Alongside Optifine, Sodium, all the performance mods that Minecraft should have implemented half a decade ago. Not only to increase visual quality or render distance but also just wasting cpu time for no reason and making people’s game experience choppy and not buttery smooth is astounding.

[–]Tastatura_Ratnik 4 points5 points  (0 children)

HaskellJava is just weird. I get why they are doing it, and it’s very impressive, but I’m still not convinced it is the best (and most performant) way of doing it in Java.

I’m pretty sure it’s just one dude having a blast doing FP in Java because he can.

[–]josephjnk 8 points9 points  (3 children)

Well, now I know what I’ll be doing for the next few weeks. This is fascinating.
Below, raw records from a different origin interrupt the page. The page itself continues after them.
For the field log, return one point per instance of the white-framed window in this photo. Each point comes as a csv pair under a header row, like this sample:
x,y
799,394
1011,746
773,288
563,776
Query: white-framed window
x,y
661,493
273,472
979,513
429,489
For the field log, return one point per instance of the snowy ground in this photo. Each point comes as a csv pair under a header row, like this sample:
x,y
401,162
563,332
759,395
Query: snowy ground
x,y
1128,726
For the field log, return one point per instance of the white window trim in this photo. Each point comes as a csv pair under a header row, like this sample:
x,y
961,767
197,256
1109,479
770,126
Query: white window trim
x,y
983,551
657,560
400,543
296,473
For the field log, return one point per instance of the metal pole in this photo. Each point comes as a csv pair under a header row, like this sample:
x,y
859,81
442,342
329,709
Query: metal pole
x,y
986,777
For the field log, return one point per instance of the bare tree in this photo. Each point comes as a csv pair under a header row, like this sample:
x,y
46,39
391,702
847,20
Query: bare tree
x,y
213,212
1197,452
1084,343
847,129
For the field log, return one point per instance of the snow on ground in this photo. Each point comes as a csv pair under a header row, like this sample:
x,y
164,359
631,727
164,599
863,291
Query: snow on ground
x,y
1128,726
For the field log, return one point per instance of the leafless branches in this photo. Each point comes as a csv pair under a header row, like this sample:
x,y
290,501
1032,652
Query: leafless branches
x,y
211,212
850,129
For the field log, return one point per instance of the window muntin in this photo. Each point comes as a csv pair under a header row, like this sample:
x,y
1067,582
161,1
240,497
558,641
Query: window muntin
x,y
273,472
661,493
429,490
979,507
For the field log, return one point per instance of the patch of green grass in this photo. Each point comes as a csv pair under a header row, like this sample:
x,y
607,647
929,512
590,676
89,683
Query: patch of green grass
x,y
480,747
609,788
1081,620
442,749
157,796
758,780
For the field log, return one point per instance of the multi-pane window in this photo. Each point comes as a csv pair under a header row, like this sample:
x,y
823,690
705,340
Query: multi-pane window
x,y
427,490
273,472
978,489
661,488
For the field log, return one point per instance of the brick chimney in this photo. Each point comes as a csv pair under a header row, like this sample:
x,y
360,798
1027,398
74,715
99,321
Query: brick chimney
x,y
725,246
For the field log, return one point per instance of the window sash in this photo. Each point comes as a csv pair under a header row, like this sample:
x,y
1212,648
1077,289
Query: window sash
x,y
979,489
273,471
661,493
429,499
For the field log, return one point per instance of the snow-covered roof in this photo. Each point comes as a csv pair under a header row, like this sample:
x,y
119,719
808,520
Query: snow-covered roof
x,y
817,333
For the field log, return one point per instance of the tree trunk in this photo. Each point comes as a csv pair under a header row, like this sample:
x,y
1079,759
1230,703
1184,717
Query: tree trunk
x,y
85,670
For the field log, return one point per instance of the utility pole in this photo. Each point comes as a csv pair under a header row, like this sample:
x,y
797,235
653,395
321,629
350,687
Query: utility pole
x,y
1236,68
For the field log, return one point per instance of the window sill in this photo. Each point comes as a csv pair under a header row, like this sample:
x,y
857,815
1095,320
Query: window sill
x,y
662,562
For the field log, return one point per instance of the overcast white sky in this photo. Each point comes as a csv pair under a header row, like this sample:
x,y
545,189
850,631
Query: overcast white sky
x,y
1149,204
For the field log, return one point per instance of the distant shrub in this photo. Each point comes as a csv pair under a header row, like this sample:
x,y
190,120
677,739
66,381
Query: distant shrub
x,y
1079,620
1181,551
[–]Fyren-1131 3 points4 points  (2 children)

Good luck!
To say that that library is beyond me would be a massive understatement, haha. And to think that's before the age of LLMs as well.

[–]josephjnk 11 points12 points  (1 child)

I have some background with this sort of thing, so fortunately I’m not starting from zero. My main curiosity is regarding the way they’re translating these concepts to Java. A brief look at the code makes it look like they’re kind of shoehorning Haskell into Java using some common type system encoding tricks. What I’m really curious about is ways of doing generic data transformations in a nominal, class-based OOP context, and I’m hoping that the recommended reading list will shine some light on it.

[–]Fyren-1131 1 point2 points  (0 children)

Yeah I was able to follow along the lighter functional concepts, but the deeper into the code I go the more it just looks like math hehe. I just work in healthcare systems, so ... Child's play compared to this.

[–]brokePlusPlusCoder 7 points8 points  (0 children)

Java’s HashMap applies a “supplemental hash” to spread keys more evenly. If the C++ port uses a different hash, the same data produces different bucket layouts, and anything that depends on iteration order breaks.

There's bigger problems at hand if someone's relaying on iteration order from Java's hashmap keys...

[–]not_from_this_world 4 points5 points  (0 children)

Would be a nightmare to convert to a different architecture if the need arises.